Anleger reagierten auf Donald Trumps neue Zolldrohungen, die zuletzt wieder auf dem Tisch lagen. Er kündigte an, innerhalb von zwei Wochen „Briefe an Länder zu schicken, in denen steht, was Sache ist“. Die Ankündigung verstärkte die Nervosität an den Märkten.
Flucht aus dem Dollar – Euro und Yen legen zu
Devisenhändler verkauften massiv Dollar und kauften stattdessen den Yen und den Euro, die jeweils rund 1 % zulegten. Seit Jahresbeginn hat der Dollar bereits fast 10 % an Wert gegenüber einem Währungskorb verloren. „Es ist klar, dass der Dollar stark verkauft wird“, sagte Kit Juckes, Chefstratege für Devisen bei Société Générale.
Auch die jüngsten US-Daten befeuern die Kursverluste: Die Arbeitsmarktzahlen schwächeln, die Inflation fällt schwächer aus als erwartet, und es wird spekuliert, dass die Fed ihre Zinssenkungen bald beginnen könnte. Die Zahl der Erstanträge auf Arbeitslosenhilfe stieg im Mai auf den höchsten Stand seit August 2023.

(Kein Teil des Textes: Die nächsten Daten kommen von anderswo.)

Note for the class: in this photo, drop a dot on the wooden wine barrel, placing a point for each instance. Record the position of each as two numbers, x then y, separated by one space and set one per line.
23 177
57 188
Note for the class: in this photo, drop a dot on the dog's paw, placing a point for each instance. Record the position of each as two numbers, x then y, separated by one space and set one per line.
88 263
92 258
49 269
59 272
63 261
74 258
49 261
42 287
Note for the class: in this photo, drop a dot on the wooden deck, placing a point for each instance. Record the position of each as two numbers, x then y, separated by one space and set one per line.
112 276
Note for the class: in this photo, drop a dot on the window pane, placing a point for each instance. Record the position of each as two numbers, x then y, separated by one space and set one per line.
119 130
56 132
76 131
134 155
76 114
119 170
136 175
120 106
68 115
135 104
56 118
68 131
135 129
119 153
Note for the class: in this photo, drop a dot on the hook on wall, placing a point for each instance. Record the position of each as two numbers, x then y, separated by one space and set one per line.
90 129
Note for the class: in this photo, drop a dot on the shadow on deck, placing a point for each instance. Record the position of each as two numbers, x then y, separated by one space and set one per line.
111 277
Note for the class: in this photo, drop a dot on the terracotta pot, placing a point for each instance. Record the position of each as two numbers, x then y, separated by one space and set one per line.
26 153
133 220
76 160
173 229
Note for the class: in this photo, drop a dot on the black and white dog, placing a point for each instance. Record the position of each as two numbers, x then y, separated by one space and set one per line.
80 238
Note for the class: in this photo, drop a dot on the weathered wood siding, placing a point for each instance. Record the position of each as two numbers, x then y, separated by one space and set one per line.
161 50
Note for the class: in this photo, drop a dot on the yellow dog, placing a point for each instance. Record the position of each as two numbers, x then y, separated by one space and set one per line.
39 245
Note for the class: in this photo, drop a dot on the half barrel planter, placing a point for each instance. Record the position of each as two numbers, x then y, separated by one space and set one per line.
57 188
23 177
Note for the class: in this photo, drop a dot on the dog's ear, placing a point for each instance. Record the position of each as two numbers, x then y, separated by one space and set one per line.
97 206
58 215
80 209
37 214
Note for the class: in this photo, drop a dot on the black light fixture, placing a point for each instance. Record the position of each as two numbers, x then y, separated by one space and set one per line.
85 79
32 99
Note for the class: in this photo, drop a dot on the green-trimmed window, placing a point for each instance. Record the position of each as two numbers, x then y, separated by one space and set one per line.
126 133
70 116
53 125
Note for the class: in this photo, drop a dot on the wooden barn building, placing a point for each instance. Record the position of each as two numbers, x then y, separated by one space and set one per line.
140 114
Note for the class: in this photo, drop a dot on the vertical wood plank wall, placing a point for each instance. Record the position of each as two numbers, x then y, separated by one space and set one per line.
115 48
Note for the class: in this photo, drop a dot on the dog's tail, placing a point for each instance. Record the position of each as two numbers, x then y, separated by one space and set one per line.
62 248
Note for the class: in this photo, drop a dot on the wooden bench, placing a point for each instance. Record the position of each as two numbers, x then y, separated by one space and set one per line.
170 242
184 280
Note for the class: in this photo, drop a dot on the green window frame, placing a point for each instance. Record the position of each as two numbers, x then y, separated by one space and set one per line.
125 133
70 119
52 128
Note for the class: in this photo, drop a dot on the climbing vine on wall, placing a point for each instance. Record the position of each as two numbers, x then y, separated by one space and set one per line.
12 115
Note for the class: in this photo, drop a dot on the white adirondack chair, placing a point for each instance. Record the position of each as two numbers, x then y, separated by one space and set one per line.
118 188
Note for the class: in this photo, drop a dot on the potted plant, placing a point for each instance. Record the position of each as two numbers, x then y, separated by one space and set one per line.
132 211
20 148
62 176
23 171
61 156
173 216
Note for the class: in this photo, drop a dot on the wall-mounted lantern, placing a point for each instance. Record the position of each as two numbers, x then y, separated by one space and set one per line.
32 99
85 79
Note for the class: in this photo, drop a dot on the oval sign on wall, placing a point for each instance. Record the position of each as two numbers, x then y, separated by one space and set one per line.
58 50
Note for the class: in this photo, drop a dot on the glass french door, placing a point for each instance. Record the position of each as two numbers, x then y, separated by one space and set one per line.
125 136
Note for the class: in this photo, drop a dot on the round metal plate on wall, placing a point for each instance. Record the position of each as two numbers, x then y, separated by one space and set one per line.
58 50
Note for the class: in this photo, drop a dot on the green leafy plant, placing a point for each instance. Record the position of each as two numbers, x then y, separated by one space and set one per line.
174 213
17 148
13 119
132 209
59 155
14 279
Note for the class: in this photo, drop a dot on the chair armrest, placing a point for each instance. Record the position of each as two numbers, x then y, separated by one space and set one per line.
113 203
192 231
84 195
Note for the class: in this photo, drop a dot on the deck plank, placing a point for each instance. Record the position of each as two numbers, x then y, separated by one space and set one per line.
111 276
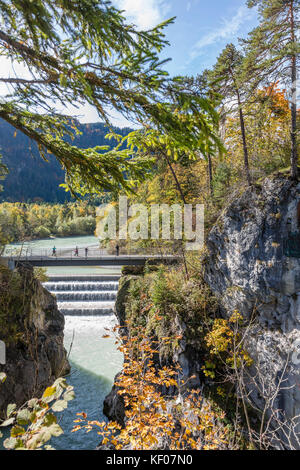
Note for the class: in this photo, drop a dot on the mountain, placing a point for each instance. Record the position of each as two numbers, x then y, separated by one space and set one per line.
30 178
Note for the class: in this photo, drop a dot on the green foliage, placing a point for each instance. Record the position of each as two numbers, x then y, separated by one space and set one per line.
35 424
159 300
220 181
19 222
273 52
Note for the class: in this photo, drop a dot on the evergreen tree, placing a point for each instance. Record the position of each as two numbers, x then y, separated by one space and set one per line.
273 54
228 82
77 52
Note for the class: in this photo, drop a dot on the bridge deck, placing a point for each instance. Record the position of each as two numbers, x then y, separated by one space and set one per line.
121 260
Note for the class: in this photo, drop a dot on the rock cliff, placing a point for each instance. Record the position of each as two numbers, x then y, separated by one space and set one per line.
253 266
32 328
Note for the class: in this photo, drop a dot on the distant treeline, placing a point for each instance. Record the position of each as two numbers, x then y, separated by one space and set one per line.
32 179
20 221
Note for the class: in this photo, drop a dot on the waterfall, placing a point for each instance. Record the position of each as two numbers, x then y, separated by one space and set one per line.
84 295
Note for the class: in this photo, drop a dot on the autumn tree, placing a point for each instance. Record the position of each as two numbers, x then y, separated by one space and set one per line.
82 52
267 119
227 80
273 54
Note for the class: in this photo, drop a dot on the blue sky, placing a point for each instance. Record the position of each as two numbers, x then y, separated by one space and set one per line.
201 30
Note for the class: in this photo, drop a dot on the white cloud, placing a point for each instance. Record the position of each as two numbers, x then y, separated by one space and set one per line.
227 30
145 14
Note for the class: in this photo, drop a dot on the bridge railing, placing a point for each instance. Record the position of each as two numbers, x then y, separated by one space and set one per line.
92 252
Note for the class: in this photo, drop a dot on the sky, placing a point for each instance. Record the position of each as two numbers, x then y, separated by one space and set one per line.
201 30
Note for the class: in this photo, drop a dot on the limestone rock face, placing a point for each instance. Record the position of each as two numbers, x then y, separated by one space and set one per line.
37 357
249 268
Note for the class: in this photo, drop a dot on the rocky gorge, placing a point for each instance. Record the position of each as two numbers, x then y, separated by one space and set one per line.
251 265
32 329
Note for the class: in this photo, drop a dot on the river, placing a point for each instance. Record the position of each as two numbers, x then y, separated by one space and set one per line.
86 296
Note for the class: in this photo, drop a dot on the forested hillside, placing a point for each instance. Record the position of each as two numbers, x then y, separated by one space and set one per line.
30 178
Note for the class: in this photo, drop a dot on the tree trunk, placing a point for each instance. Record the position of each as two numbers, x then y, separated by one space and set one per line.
211 189
245 148
294 152
175 178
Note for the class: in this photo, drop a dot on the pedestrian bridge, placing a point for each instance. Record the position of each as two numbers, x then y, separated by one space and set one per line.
103 260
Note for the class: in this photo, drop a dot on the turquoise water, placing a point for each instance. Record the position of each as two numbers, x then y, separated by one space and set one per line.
94 360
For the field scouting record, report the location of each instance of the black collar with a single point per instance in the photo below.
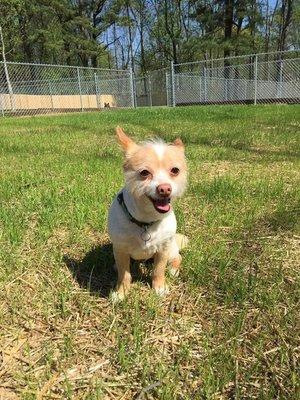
(143, 225)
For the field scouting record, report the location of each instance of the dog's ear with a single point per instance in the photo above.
(127, 144)
(178, 142)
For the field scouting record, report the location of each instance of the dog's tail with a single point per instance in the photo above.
(181, 240)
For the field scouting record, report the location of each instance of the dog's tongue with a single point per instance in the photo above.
(162, 205)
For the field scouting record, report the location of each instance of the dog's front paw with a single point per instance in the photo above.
(162, 290)
(174, 272)
(175, 265)
(117, 296)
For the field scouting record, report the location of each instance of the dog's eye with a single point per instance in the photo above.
(145, 173)
(174, 171)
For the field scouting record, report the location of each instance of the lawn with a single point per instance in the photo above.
(229, 327)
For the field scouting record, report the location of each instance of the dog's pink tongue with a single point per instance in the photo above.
(162, 205)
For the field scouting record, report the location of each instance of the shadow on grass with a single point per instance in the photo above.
(95, 273)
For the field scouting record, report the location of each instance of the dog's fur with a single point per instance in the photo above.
(146, 204)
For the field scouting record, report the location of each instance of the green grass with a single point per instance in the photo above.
(230, 326)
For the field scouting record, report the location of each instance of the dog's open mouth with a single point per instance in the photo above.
(161, 205)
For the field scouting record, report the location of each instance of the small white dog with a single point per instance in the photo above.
(141, 221)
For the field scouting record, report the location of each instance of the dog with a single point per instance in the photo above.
(141, 220)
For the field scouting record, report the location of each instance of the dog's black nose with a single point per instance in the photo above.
(164, 189)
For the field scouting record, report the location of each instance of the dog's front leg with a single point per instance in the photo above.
(122, 260)
(158, 277)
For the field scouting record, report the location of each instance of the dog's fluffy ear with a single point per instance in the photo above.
(178, 142)
(127, 144)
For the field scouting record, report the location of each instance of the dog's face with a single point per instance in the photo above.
(154, 170)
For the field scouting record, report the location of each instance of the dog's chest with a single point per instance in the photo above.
(145, 244)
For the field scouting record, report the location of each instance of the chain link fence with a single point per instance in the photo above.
(153, 89)
(38, 88)
(251, 79)
(258, 78)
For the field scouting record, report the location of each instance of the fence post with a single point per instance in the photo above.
(279, 89)
(132, 89)
(51, 97)
(255, 79)
(2, 105)
(79, 86)
(167, 89)
(149, 91)
(200, 86)
(9, 86)
(172, 76)
(205, 84)
(96, 89)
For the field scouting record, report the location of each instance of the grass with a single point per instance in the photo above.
(230, 326)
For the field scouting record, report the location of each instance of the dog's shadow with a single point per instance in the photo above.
(95, 273)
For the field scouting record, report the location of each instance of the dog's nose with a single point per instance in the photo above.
(164, 189)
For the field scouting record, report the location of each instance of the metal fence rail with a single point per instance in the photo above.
(38, 88)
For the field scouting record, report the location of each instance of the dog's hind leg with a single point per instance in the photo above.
(124, 276)
(175, 258)
(158, 277)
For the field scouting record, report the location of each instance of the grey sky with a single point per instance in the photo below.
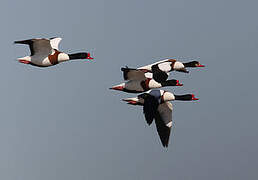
(62, 122)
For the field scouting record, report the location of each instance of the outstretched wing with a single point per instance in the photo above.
(37, 46)
(133, 74)
(54, 42)
(163, 121)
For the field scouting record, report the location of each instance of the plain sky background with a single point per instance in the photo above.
(63, 123)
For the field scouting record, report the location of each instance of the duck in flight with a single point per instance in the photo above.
(159, 71)
(45, 52)
(156, 106)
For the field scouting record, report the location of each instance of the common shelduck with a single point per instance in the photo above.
(139, 86)
(160, 70)
(45, 52)
(156, 106)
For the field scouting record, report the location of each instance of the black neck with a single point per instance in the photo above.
(78, 56)
(171, 82)
(186, 97)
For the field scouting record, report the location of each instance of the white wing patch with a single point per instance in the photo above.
(55, 42)
(165, 111)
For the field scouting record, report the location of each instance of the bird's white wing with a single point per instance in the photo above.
(54, 42)
(163, 121)
(133, 74)
(148, 67)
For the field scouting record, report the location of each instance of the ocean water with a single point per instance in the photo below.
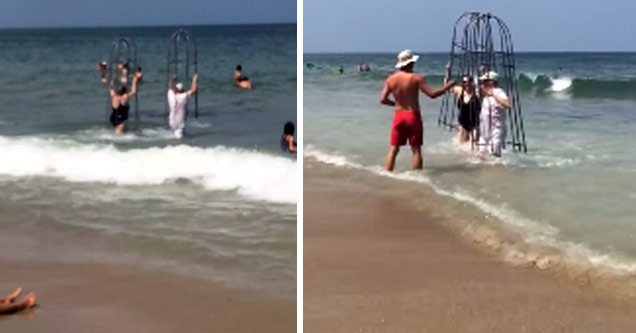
(219, 204)
(570, 200)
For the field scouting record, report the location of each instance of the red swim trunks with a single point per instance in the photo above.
(407, 125)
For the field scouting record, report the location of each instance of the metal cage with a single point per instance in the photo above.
(182, 57)
(482, 42)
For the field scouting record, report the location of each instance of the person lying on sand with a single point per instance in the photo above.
(8, 304)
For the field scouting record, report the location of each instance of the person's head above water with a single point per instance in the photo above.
(406, 60)
(489, 78)
(467, 82)
(289, 128)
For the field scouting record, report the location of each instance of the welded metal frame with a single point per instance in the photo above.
(183, 42)
(482, 42)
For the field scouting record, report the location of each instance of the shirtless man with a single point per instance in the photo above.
(177, 101)
(404, 85)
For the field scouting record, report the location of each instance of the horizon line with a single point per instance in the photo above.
(146, 26)
(447, 52)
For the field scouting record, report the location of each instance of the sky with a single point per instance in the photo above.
(99, 13)
(427, 26)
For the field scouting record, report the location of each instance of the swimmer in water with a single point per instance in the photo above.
(101, 68)
(177, 101)
(240, 80)
(119, 103)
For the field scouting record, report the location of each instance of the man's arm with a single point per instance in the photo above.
(171, 82)
(193, 87)
(384, 95)
(435, 93)
(133, 90)
(292, 146)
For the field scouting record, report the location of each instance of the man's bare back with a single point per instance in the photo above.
(407, 126)
(405, 86)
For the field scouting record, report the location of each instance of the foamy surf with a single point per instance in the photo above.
(560, 84)
(535, 243)
(251, 174)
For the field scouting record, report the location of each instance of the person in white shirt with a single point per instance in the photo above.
(494, 112)
(177, 101)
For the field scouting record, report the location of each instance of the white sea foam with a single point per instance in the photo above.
(540, 244)
(252, 174)
(560, 84)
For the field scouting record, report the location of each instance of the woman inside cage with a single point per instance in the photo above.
(494, 112)
(469, 104)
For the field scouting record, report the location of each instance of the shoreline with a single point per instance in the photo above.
(378, 258)
(123, 298)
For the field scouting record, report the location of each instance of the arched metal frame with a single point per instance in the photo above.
(123, 50)
(182, 54)
(482, 42)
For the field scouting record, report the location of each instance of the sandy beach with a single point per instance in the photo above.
(119, 298)
(377, 259)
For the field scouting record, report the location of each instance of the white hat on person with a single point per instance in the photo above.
(406, 57)
(490, 75)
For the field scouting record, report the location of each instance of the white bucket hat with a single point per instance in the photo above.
(406, 57)
(490, 75)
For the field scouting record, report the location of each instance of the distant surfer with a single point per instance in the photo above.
(407, 126)
(119, 102)
(240, 80)
(287, 142)
(492, 121)
(9, 305)
(469, 105)
(364, 67)
(177, 101)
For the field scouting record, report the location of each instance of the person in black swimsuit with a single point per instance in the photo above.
(287, 142)
(469, 105)
(119, 104)
(241, 80)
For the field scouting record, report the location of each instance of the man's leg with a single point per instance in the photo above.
(390, 157)
(417, 157)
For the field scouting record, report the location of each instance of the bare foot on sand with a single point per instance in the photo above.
(11, 297)
(27, 302)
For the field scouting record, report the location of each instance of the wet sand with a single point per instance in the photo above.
(119, 298)
(378, 259)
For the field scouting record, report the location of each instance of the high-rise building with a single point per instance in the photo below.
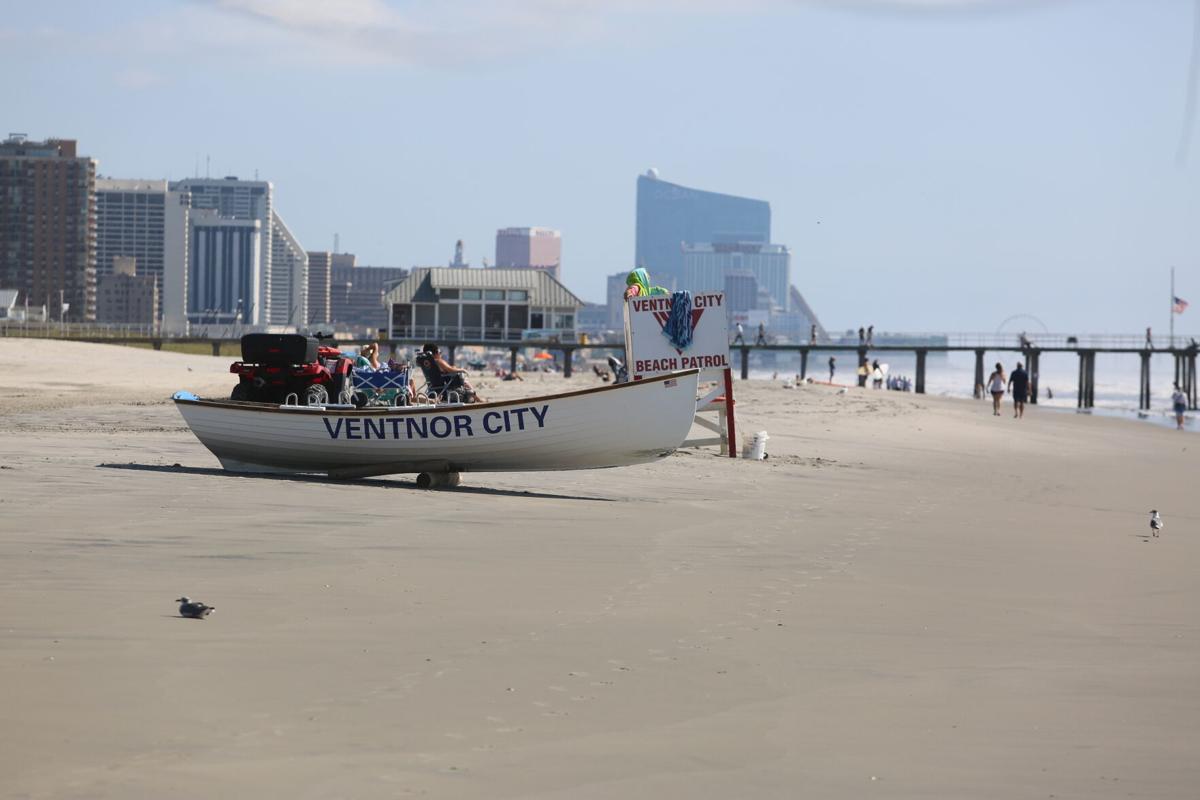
(319, 268)
(289, 277)
(123, 296)
(283, 282)
(357, 295)
(741, 290)
(670, 215)
(223, 275)
(48, 226)
(132, 217)
(529, 248)
(705, 266)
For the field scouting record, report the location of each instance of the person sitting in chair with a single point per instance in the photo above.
(448, 377)
(369, 356)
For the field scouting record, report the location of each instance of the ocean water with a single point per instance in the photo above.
(952, 374)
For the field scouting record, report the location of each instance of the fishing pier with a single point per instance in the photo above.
(1085, 347)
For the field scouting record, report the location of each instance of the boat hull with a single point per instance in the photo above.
(609, 426)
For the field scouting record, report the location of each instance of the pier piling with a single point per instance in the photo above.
(1144, 382)
(1086, 395)
(1032, 366)
(977, 390)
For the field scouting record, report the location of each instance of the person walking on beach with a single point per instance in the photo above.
(996, 386)
(1019, 384)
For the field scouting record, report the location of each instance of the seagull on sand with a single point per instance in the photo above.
(193, 609)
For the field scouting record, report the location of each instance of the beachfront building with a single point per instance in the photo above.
(460, 304)
(529, 248)
(319, 271)
(282, 286)
(48, 226)
(132, 221)
(741, 290)
(289, 277)
(705, 266)
(126, 298)
(670, 215)
(222, 278)
(357, 294)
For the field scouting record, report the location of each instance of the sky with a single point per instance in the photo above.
(933, 164)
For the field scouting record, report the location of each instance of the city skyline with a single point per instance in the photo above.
(937, 166)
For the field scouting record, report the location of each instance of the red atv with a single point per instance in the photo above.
(276, 366)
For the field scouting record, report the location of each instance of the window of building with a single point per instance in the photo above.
(472, 320)
(424, 314)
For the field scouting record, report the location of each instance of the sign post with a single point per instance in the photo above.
(648, 352)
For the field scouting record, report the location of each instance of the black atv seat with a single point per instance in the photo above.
(279, 349)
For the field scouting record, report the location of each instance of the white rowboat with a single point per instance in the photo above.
(607, 426)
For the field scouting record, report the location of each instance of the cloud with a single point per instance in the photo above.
(439, 34)
(138, 78)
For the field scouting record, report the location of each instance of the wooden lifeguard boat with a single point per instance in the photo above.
(607, 426)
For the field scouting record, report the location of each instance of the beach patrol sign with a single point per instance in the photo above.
(648, 352)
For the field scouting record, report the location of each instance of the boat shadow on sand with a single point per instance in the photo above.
(373, 482)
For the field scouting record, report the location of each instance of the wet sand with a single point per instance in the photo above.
(910, 599)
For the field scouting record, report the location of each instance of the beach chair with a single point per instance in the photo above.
(383, 386)
(439, 388)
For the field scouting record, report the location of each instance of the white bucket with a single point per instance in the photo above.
(759, 447)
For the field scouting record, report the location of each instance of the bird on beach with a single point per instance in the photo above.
(193, 609)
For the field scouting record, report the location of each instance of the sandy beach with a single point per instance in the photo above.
(910, 599)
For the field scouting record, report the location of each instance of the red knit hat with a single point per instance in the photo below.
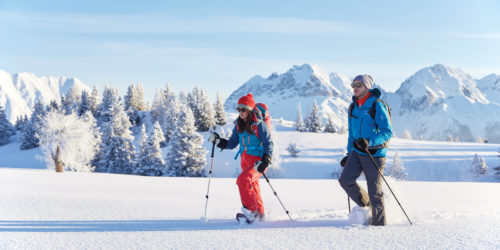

Globale Umschichtung – Anleger kehren den USA den Rücken
Der Höhenflug des FTSE 100 spiegelt eine breitere Rotation an den globalen Aktienmärkten wider. „Anleger stellen erstmals seit Jahren das Prinzip TINATA – ‘There is no alternative to America’ – infrage“, so Neil Wilson von Saxo Markets. Geografische Diversifikation und Reduzierung der US-Abhängigkeit stehen laut Wilson zunehmend im Fokus.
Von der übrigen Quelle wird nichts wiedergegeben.